In summary, assuming the ongoing recession does not turn into a multi-year event where global oil demand is pushed down structurally for the next five years, the steep decline rates in OPEC and non-OPEC countries alike could put upward pressure again on oil prices as soon as 2010 or 2011.
Dr Mahmoud Salameh of the Oil Market Consultancy Service is quoted as saying:
The global peak, he argues, “may have already been reached in 2004 if we factor in what I describe as ‘OPEC’s inflated proven oil reserves’.”
The same article reports that Chris Skrebowski believes that peak oil will be reached in 2010-2011.
Skrebowski says the issue is the need to bring on-stream new flows to replace the depletion of existing capacity. The “easy oil” that makes up most of existing capacity is declining fast and the new capacity coming on stream often from “not-so-easy” oil - will not be replacing it fast enough from 2011 onwards.
T. Boone Pickens has been widely quoted as saying that the maximum global output of oil is 85 mb/d, in which case peak production has already occurred. Boone repeated that prediction last week. Whether his number includes natural gas liquids, ethanol and other “all liquids” is not clear.

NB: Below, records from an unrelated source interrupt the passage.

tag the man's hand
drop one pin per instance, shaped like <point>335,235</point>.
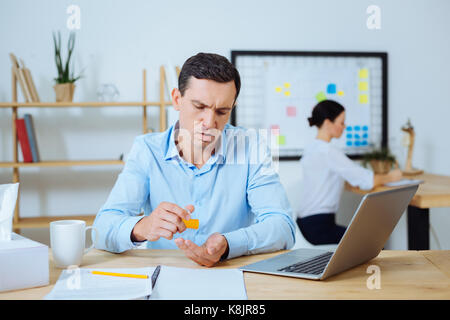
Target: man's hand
<point>206,255</point>
<point>164,221</point>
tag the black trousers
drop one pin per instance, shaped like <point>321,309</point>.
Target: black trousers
<point>321,229</point>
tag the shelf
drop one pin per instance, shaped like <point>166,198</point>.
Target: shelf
<point>94,104</point>
<point>49,164</point>
<point>44,222</point>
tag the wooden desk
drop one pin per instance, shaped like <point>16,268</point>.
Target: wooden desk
<point>404,275</point>
<point>433,193</point>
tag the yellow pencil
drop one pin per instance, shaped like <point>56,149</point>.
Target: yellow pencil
<point>115,274</point>
<point>192,223</point>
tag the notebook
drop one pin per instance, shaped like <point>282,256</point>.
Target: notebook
<point>173,283</point>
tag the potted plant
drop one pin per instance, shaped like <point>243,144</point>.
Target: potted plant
<point>381,160</point>
<point>64,87</point>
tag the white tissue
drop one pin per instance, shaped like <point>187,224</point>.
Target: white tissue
<point>8,197</point>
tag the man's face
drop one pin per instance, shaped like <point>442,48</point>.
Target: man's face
<point>204,109</point>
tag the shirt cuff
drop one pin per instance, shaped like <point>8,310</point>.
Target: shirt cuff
<point>237,243</point>
<point>125,233</point>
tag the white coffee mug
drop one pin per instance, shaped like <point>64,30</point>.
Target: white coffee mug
<point>67,240</point>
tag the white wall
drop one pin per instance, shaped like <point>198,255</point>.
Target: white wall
<point>119,38</point>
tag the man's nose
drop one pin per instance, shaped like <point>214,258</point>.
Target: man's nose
<point>209,119</point>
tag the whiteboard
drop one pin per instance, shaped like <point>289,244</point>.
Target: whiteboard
<point>280,89</point>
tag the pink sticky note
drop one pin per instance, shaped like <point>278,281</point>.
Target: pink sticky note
<point>275,129</point>
<point>291,111</point>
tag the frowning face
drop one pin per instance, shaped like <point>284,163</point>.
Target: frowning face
<point>205,109</point>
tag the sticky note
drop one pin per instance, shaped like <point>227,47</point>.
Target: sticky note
<point>363,73</point>
<point>363,86</point>
<point>281,140</point>
<point>331,88</point>
<point>275,129</point>
<point>321,96</point>
<point>291,111</point>
<point>191,223</point>
<point>363,98</point>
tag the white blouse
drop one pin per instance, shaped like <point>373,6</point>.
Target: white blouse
<point>325,169</point>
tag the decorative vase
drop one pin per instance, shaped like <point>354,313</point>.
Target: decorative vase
<point>64,92</point>
<point>381,166</point>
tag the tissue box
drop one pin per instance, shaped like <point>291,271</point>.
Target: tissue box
<point>23,263</point>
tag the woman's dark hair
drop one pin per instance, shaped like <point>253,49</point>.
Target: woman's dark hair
<point>326,109</point>
<point>208,66</point>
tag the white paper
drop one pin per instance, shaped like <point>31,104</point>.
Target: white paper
<point>81,284</point>
<point>199,284</point>
<point>8,197</point>
<point>403,182</point>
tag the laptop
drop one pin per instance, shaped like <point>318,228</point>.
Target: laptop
<point>371,225</point>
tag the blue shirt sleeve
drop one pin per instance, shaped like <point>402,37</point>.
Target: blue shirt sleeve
<point>122,210</point>
<point>274,228</point>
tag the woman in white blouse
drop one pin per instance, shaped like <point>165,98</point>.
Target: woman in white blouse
<point>325,169</point>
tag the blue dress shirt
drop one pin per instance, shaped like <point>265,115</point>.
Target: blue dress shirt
<point>237,193</point>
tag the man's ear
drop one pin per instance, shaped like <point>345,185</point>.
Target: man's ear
<point>176,97</point>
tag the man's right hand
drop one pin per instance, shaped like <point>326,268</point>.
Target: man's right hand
<point>164,221</point>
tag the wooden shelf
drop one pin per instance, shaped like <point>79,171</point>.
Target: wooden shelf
<point>16,166</point>
<point>43,222</point>
<point>94,104</point>
<point>60,163</point>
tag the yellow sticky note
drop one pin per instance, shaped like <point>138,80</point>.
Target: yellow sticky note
<point>363,86</point>
<point>363,98</point>
<point>363,73</point>
<point>191,223</point>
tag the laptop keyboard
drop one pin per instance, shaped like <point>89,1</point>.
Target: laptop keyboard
<point>315,265</point>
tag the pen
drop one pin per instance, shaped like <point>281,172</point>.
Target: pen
<point>115,274</point>
<point>155,275</point>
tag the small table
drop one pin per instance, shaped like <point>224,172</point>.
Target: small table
<point>433,193</point>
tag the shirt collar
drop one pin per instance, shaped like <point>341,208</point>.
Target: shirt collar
<point>172,150</point>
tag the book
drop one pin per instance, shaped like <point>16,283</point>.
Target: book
<point>173,283</point>
<point>24,263</point>
<point>31,133</point>
<point>23,140</point>
<point>30,83</point>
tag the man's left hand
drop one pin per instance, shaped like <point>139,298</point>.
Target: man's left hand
<point>206,255</point>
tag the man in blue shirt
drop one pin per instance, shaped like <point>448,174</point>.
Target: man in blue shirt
<point>199,168</point>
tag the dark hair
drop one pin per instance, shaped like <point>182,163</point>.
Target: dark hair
<point>326,109</point>
<point>208,66</point>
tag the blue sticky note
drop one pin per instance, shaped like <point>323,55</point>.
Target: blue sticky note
<point>331,88</point>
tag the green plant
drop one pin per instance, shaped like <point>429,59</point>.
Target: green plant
<point>64,75</point>
<point>382,154</point>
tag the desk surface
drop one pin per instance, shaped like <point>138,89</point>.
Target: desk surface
<point>404,275</point>
<point>433,193</point>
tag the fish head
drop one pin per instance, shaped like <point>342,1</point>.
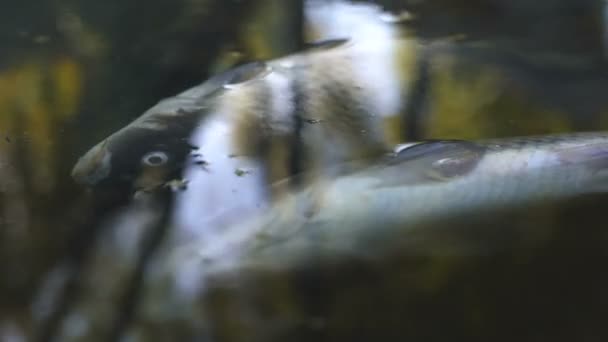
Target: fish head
<point>154,149</point>
<point>140,156</point>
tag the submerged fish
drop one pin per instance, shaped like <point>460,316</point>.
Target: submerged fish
<point>311,109</point>
<point>392,205</point>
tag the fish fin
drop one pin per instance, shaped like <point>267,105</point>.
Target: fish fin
<point>430,161</point>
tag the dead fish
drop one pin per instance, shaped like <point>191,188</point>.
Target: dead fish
<point>346,84</point>
<point>384,206</point>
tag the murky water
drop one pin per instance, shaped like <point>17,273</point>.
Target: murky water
<point>194,261</point>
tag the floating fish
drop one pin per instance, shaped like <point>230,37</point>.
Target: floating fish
<point>327,103</point>
<point>391,205</point>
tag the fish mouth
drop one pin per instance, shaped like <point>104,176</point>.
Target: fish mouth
<point>94,166</point>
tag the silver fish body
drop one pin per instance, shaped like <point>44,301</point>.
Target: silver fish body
<point>395,204</point>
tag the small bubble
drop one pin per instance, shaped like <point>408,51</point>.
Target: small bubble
<point>313,121</point>
<point>241,172</point>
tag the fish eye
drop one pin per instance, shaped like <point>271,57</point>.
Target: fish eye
<point>155,158</point>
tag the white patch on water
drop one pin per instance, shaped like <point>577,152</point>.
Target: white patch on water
<point>281,117</point>
<point>226,190</point>
<point>373,47</point>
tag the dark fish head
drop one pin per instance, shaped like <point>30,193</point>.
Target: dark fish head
<point>155,148</point>
<point>137,157</point>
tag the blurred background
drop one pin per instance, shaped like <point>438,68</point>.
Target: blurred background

I posted a report on 12/1/08 about the peak oil predictions of Peter Wells and Charley Maxwell. Wells, who uses a bottom-up data base similar to Wikipedia’s megaprojects, believes that non-OPEC production has peaked. OPEC, he says, has the theoretical capacity to increase production from Iraq, Venezuela, Iran, Kuwait and Nigeria. However, among these countries only Kuwait is actually likely to increase production. While Wells uses 2015 as his target year for global peak all liquids, recent pullbacks from production projects might well have caused him to re-think his prediction to be more in line with the numbers I presented above.
Maxwell sees oil supplies peaking in 2011 with all liquids peaking within a few years of that. His most recent predictions of oil prices is consistent with the two analyses of supply and demand I posted above.
Technology: a Key Unknown Variable
All of the above must be tempered by noting that new and potentially disruptive technologies are lurking in labs around the world. Whether they be new batteries, ultracapacitors or other energy storage devices that could enable cheap, efficient cars or new cellulosic ethanol sources or other now unknown technologies for making synthetic fuels, the world is truly dependent on new technologies for getting us out of the oil bind that lurks in the inevitable decline of old oil fields.
If some such technologies were to become available tomorrow it would hard to cycle them through the economy fast enough to have much effect on the above analysis for several years. But you never know.